What is being represented on the horizontal axis of the residual plot?
actual production cost
actual sale price
predicted production cost
predicted sale price
Answer: actual production cost
Residual plots show x on the horizontal axis and the residuals, or differences between actual y values and predicted y values, on the vertical axis. Therefore, the horizontal axis here shows the production cost. Note that we are not predicting production costs at all, so production cost means the actual cost to produce a product.
The average score on this problem was 43%.
Which of the following is a correct conclusion based on this residual plot? Select all that apply.
The correlation between production cost and sale price is weak.
It would be better to fit a nonlinear curve.
Our predictions will be more accurate for some inputs than others.
We don’t have enough data to do regression.
The regression line is not the best-fitting line for this data set.
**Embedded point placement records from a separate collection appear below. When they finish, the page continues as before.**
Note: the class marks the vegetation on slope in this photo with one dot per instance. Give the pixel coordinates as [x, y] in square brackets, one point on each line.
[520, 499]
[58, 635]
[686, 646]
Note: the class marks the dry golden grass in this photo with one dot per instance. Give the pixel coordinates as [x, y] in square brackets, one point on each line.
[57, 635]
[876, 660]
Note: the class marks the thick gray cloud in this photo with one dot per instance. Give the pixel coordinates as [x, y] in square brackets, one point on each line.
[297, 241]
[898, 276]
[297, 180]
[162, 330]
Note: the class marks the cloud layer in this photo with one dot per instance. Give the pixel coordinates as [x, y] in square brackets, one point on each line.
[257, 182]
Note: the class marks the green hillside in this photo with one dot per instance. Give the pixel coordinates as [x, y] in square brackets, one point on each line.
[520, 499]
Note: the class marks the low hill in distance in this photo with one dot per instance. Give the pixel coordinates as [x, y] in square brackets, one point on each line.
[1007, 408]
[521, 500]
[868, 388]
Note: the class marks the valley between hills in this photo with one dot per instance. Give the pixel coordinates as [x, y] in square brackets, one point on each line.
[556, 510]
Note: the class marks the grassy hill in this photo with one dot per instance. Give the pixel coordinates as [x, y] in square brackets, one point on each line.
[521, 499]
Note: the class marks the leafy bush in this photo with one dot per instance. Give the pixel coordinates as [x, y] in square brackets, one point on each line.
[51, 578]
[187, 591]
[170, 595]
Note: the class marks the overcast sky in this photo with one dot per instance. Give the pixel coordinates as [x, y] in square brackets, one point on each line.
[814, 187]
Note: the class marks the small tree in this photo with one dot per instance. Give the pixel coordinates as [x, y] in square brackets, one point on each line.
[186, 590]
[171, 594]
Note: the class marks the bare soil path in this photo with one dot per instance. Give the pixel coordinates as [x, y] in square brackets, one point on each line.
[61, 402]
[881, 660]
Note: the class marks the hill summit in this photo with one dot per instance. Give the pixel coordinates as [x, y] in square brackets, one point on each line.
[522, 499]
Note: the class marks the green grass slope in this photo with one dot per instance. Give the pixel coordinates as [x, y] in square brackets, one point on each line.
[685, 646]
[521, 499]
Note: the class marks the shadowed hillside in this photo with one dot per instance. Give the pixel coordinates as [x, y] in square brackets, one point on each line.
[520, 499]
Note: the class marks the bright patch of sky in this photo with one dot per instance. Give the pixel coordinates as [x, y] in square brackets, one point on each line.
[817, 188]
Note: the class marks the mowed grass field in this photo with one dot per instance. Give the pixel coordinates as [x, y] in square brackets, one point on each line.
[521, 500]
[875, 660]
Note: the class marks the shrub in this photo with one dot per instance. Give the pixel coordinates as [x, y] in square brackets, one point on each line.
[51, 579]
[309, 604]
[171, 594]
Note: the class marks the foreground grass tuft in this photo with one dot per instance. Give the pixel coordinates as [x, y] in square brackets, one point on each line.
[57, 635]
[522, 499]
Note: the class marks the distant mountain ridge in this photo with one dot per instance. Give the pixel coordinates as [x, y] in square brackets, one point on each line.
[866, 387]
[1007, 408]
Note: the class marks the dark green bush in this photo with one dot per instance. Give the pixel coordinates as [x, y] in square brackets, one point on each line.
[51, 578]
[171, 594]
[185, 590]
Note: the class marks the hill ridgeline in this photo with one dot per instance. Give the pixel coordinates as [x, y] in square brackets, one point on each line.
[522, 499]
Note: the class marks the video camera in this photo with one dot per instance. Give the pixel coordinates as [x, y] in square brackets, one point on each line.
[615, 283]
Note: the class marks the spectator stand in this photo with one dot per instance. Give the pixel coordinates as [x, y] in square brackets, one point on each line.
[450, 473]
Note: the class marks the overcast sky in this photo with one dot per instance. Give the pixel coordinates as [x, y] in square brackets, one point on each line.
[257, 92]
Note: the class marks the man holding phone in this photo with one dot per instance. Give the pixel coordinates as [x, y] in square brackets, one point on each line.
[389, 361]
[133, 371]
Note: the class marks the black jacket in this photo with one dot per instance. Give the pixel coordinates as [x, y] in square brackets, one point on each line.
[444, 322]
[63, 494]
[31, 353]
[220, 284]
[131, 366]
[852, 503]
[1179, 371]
The data set is not representative of the population.
Answer: It would be better to fit a nonlinear curve.
Let’s go through each answer choice.
The correlation between production cost and sale price could be very strong. After all, we are able to predict the sale price within ten dollars almost all the time, since residuals are almost all between -10 and 10.
It would be better to fit a nonlinear curve because the residuals show a pattern. Reading from left to right, they go from mostly negative to mostly positive to mostly negative again. This suggests that a nonlinear curve might be a better fit for our data.
Our predictions are typically within ten dollars of the actual sale price, and this is consistent throughout. We see this on the residual plot by a fairly even vertical spread of dots as we scan from left to right. This data is not heteroscedastic.
We can do regression on a dataset of any size, even a very small data set. Further, this dataset is decently large, since there are a good number of points in the residual plot.
The regression line is always the best-fitting line for any dataset. There may be other curves that are better fits than lines, but when we restrict to lines, the best of the bunch is the regression line.
We have no way of knowing how representative our data set is of the population. This is not something we can discern from a residual plot because such a plot contains no information about the population from which the data was drawn.
The average score on this problem was 61%.